An effect of the Pro248Gln polymorphism was also found on male display behavior. Males with one or two derived alleles showed a significant decrease in display behavior compared with males with two ancestral alleles. Display behavior was a coded behavioral variable defined as “a behavioral sequence that incorporates elements such as drumming, repeated swaying, exaggerated, often bipedal locomotion, charging, and pilo-erection,” and is the most frequent form of male aggression in this study and the wild (Muller 2002). Genotype was not significantly associated with observed behaviors contact aggression, noncontact aggression, or with the rated adjective aggressiveness. However, as with fear-grimace, aggression rates were low in the population and therefore more prone to large error distributions. Nevertheless, inspection of the plots for these behaviors and aggressiveness revealed a similar direction of HTR1A genotype effects (supplementary fig. S2, Supplementary Material online), supporting the potential association between serotonin receptor genotype and agonistic behavior.

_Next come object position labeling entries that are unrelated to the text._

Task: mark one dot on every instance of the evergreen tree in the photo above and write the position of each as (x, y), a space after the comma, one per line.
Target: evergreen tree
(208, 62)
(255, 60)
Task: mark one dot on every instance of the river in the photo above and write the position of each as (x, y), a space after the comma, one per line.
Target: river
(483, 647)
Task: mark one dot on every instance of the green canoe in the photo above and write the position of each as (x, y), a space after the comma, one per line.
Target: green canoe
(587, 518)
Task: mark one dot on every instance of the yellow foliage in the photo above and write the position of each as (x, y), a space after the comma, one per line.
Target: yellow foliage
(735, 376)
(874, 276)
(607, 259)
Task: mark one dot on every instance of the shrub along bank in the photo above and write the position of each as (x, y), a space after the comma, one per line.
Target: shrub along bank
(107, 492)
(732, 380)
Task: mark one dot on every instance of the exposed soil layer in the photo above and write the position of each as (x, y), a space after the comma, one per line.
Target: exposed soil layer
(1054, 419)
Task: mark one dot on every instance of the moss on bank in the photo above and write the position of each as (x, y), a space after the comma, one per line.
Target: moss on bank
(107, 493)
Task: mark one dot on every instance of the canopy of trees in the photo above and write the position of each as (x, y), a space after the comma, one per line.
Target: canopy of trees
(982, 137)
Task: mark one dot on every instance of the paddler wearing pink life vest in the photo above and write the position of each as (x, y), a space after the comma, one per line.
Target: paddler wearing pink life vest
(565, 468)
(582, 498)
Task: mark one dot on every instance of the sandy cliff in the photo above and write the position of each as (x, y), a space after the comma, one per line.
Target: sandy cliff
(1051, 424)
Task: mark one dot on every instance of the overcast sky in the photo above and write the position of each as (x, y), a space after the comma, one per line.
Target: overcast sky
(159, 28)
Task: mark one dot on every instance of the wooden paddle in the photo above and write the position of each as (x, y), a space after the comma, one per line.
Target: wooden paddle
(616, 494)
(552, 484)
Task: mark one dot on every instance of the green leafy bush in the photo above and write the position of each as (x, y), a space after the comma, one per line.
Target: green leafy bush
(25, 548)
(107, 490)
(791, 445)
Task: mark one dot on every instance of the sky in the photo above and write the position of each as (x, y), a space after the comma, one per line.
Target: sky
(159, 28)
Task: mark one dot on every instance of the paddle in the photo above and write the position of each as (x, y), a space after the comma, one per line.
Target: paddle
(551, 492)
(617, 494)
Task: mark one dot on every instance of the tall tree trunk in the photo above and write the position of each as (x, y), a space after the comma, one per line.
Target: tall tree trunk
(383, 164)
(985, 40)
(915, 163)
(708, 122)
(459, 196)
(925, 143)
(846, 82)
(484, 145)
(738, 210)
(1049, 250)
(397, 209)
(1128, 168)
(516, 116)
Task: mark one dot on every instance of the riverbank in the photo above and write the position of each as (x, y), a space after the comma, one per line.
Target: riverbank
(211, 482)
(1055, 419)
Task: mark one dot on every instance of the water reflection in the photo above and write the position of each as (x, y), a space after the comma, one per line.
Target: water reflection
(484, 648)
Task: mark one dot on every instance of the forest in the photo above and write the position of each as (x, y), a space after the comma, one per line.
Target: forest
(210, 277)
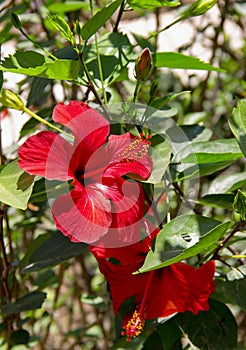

In chimpanzees, male display rates have been documented to show individual differences and are positively correlated with rank (Muller 2002; Foster et al. 2009). Therefore, these results suggest that HTR1A genotype could play a role in shaping individual variation in agonistic dominance styles of high-ranking chimpanzees (Foster et al. 2009). Because the number of males with two rare ancestral alleles was low in our study, our genotype by rank interaction effect was not significant. We can, however, not fully rule out that rank effects are driving the display effect in our study. If true, the male biased effect of genotype is likely due to the interaction of serotonin with testosterone (Birger et al. 2003). In humans, androgens like testosterone have been shown to downregulate serotonin receptor mRNA expression and serotonin turnover (Ambar and Chiavegatto 2009). Furthermore, high levels of competition-induced testosterone combined with low levels of serotonin have been shown to augment levels of impulsive aggression (Birger et al. 2003). In chimpanzees, testosterone is known to increase with rank (Muller and Wrangham 2004; Anestis 2006). Increased testosterone levels in high-raking males, in combination with the genotype effects on serotonin receptor signaling, possibly leads to augmented levels of agonistic behavior. Male aggression is characteristic of chimpanzee society, with males sometimes showing extreme coercion of females, and intergroup interactions that are typically aggressive (Wilson and Wrangham 2003; Wilson et al. 2014). On rare occasions, high-ranking males in the wild have been documented to show extreme aggression, even leading to within-group lethal attacks on lower ranking males (Watts 2004; Kaburu et al. 2013). Further studies investigating HTR1A genotype effects may offer insight into proximate mechanisms associated with such behaviors.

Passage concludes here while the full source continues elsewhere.